Communication Skills in Family Therapy - updated
As a family therapist, I believe our families profoundly impact the way we think, feel and behave. The connectedness and reactivity we sometimes have in our family system can make the functioning of family members interdependent. This means that a change in one person’s functioning is predictably followed by reciprocal changes in the functioning of others. Looking at the family in family therapy as an emotional unit, helps us make dynamic and real time changes in individuals as well as the system as a whole.
Many of the families I work with, have trouble communicating effectively. If one member of the family is struggling with a mental health issue or an addiction, it’s common for communication to be further stunted.
Learning how to communicate more clearly and more respectfully can help avoid the bad feelings that go along with fighting and arguing and helps the entire family start to feel better.
Active listening is an essential part of effective communication with others, and all communication needs effective listening. One of the essential exercises we do in the multifamily groups I run in is in active listening. The families that are engaged with this process and who use this skills, I believe, see great progress over a short amount of time.
The biggest changes in families often comes with an improvement in emotional literacy. This is the ability to notice, name, and understand feelings. This small but complicated ability provides critical information about you (and about others), their behaviors and their reactions.

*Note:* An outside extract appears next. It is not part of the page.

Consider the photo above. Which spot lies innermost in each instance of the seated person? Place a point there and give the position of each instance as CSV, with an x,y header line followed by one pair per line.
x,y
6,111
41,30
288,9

Family therapists should be helping improve the emotional literacy of all members of the system, making it safe and comfortable to express, in healthy ways, a wide range of affect.
I statements are the essence of improving communication in families, especially if there is conflict or emotional distance. These may seem like an easy thing to pull off, but it's surprisingly hard for family members to do this without some coaching from a family therapist.
In family systems, the 'I' position is helpful in differentiation from the family and goes a long way towards a healthier sense of self.